Earlier, counsel to Buhari, Chief Mike Ahamba (SAN), had, while drawing the attention of the court to section 148 of the Electoral Act 2006, which enjoined tribunals to hear election matters expeditiously, prayed the court to abridge the time within which counsel would be allowed to adopt their papers.
Speaking in agreement with the submission of Ahamba, Professor Babatunde Kasunmu (SAN), who led other senior lawyers representing Atiku, appealed to the respondent's lawyers to concede to an abridgment of time, a plea they promptly rejected.
Responding to Kasunmu's request, Olanipekun said: 'Professor Kasunmu was my teacher. He knows the law more than anyone of us here. If he takes four weeks to write his brief, I will take eight weeks."
This joke generated laughter from both the bench and the bar.
Before closing the case, Justice Kutigi, Chief Justice of Nigeria, said that he did not want a situation where any of the parties would claim that he was not given ample time to file his papers.
He, therefore, ruled that all counsel should take the normal days allowed by the rules to file their papers, meaning that the respondents would have eight weeks to file their responses while the appellant would have three weeks, thereafter, to reply.
The case was adjourned to no specific date.

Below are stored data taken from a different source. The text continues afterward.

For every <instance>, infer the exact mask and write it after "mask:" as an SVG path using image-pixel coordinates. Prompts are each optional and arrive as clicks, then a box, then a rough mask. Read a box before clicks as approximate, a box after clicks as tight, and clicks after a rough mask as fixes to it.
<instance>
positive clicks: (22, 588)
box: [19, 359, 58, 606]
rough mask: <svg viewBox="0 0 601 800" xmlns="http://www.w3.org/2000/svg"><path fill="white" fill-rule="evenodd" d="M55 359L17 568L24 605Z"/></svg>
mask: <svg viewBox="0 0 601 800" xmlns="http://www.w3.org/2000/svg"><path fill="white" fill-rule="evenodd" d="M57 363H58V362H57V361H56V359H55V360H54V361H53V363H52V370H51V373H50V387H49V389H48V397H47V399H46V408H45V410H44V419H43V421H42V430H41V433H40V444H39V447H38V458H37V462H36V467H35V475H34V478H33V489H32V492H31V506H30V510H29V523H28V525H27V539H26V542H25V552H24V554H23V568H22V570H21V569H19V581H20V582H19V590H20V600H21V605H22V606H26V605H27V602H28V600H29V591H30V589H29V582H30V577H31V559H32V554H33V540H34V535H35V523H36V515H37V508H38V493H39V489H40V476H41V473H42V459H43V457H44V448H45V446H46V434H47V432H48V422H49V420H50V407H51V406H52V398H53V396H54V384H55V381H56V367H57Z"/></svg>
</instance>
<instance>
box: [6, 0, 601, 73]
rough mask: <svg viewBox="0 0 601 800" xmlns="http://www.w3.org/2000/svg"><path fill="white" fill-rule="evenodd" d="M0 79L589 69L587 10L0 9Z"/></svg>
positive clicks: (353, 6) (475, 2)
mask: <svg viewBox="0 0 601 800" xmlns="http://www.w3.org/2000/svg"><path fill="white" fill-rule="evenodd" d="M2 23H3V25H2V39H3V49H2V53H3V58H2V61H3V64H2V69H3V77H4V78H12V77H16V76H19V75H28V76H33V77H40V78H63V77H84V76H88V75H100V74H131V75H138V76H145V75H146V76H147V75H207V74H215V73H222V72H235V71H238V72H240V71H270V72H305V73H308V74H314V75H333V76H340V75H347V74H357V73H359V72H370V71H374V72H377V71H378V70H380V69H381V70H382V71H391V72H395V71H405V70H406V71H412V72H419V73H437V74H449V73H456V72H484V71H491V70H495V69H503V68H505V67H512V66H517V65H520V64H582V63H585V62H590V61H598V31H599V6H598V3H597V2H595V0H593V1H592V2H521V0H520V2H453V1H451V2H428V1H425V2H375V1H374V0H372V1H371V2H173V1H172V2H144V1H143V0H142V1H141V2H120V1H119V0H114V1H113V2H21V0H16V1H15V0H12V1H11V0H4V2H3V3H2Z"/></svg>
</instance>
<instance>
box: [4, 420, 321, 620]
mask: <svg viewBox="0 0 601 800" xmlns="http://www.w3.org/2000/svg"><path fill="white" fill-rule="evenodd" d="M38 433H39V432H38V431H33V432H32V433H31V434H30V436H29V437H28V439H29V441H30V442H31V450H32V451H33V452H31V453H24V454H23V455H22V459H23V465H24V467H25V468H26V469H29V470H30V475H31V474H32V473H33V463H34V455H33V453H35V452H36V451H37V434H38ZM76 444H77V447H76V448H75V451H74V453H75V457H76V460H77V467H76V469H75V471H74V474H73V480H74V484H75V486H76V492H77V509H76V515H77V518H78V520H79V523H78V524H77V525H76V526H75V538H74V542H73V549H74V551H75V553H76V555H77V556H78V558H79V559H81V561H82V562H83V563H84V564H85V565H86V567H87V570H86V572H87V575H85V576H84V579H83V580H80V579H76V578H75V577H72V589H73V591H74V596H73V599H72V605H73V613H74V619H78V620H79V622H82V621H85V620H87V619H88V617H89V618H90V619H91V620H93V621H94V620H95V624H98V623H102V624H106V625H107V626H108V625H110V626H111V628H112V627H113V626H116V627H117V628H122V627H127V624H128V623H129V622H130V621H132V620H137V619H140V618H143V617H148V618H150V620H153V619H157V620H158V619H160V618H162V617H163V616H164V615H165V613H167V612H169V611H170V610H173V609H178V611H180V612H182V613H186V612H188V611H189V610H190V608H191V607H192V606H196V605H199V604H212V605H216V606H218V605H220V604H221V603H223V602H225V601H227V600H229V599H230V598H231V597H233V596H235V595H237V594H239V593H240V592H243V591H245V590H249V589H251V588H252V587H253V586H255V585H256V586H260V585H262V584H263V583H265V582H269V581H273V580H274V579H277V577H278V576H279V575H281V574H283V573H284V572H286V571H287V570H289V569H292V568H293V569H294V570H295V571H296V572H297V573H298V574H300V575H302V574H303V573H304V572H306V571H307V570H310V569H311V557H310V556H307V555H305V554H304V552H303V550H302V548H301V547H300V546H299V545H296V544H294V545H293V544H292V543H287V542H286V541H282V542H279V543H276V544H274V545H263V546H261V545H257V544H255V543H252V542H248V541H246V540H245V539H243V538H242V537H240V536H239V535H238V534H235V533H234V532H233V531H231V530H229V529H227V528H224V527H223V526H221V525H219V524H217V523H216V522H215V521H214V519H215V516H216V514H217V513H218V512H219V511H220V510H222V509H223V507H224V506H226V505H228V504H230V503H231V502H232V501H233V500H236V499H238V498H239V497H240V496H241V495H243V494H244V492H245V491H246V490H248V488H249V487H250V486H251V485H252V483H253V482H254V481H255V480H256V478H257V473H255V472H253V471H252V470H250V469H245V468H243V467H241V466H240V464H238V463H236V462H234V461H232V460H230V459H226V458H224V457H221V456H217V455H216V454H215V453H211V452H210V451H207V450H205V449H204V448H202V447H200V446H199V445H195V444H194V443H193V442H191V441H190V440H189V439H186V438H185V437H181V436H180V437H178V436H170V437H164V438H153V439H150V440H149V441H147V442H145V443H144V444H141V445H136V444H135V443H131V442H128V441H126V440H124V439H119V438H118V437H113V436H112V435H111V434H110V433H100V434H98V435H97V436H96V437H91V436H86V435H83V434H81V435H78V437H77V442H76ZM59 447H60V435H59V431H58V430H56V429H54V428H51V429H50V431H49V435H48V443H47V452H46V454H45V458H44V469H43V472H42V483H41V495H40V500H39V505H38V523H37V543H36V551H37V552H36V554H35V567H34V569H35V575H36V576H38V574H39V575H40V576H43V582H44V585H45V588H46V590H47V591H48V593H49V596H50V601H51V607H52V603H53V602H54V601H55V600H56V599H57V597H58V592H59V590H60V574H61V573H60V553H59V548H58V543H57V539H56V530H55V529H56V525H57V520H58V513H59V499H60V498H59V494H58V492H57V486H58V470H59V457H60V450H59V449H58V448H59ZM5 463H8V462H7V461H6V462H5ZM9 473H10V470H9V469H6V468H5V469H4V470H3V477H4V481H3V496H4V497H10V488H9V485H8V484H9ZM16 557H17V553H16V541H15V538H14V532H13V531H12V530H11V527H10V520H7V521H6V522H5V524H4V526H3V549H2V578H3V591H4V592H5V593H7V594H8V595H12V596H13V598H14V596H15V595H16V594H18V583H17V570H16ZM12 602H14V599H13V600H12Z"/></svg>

Outside the court room, Ahamba said that he would file an application for accelerated hearing.
Atiku, in his appeal, is asking Supreme Court to set aside the judgment of the Court of Appeal delivered on March 8, 2008 and void the election of President Yar'Adua.
The Court of Appeal had held that Buhari and Atiku did not present sufficient materials to prove their claims that the election was rigged.
They are both challenging the entire decision of the tribunal, which held that they did not prove their cases to warrant the nullification of the presidential election.
In addition, Buhari is asking the court to set aside the election of Yar'Adua on the grounds of non-qualification. He further asked the apex court to hold that the election purportedly conducted by the INEC and its Chairman, Maurice Iwu, for the presidency of Nigeria, be set aside and declared invalid.
The ANPP presidential candidate, in his notice of appeal, said the justices of the Court of Appeal erred in law when they wrongly placed the onus of proof on him.
He said that Section 146 (1) of the Electoral Act did not place on him the burden of proof, which the court did.